Defining these roles doesn’t mean they’re defined, if that makes sense. A CTO’s role is fluid, oftentimes a combination of roles, and certainly isn’t limited to the responsibilities listed above.

My business isn’t centered in the tech industry. What can I gain from working with a CTO?

Whether you’re a newly-founded startup, an established venture looking to scale, or an industry leader looking to innovate, working with a CTO makes certain the right technologies align with your strategic goals. Here are ways your organization can benefit from working with a CTO (even if you don’t identify as “technical”):

Competitive Edge

As technology constantly changes, tech needs within organizations shift, leaving room for innovation. Those that fail to adapt are often left in the dust.

High-level expertise

Jim Rohn once said, “You are the average of the five people you spend the most time with.”

In business, your organization is the sum of the 5 people you work with most, so make these 5 people experts.

Listen to our conversation with virtual CFO expert Susan Boles on the value of being in the room with subject matter experts:

Working with an expert allows you to avoid the pitfalls of figuring it out yourself, which leads well into our next benefit of working with a CTO:

Reduced technical debt

A long-term technical strategy ensures you are implementing software and tools that scale with your business, avoiding short-term solutions that can lead to costly overhauls in the future. A CTO’s guidance in an ever-changing market will make sure your company has the right tools in its belt to increase productivity and profitability.

Lean team

C-type experts are experienced at looking at the big picture. They step in and know what to do without needing to be managed. Surrounding yourself with experts creates a resilient, lean team ready for rapid growth.

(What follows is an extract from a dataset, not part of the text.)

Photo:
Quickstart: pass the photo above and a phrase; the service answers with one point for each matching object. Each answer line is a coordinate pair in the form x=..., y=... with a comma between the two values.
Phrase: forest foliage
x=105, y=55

Check out this interview with ScaleSpark founder Susan Boles for more on the snowball effect of working with experts, especially if you’re thinking of hiring a Virtual Assistant (VA).

So how do you find a CTO?

You can certainly recruit and hire your own in-house CTO, assuming you have the budget and the workload to support someone full time. Salary.com lists the average Chief Technology Officer salary in the United States at $244,907 as of May 2020.

Another option is to contract with a virtual CTO or a technical agency that offers CTO as a service (CaaS), often called a fractional, virtual, or interim CTO (all essentially meaning part-time CTO). A fractional CTO is generally more cost-effective (you don’t have to work with them all the time and can bring them on for specific projects) and their knowledge base is multi-faceted (their expertise crosses many industries and technologies).

The best way to find people who offer virtual/fractional/interim CTO services is by reaching out to your network or, since you’re reading this already, give us a shout! We work with dozens of companies as a fractional CTO and would be more than happy to evaluate your needs and come up with a strategy.


It’s never too early to bring in an expert, so whether you’re just starting a company, growing rapidly, or restructuring an established venture, working with a CTO gives you the expertise to get to the next level.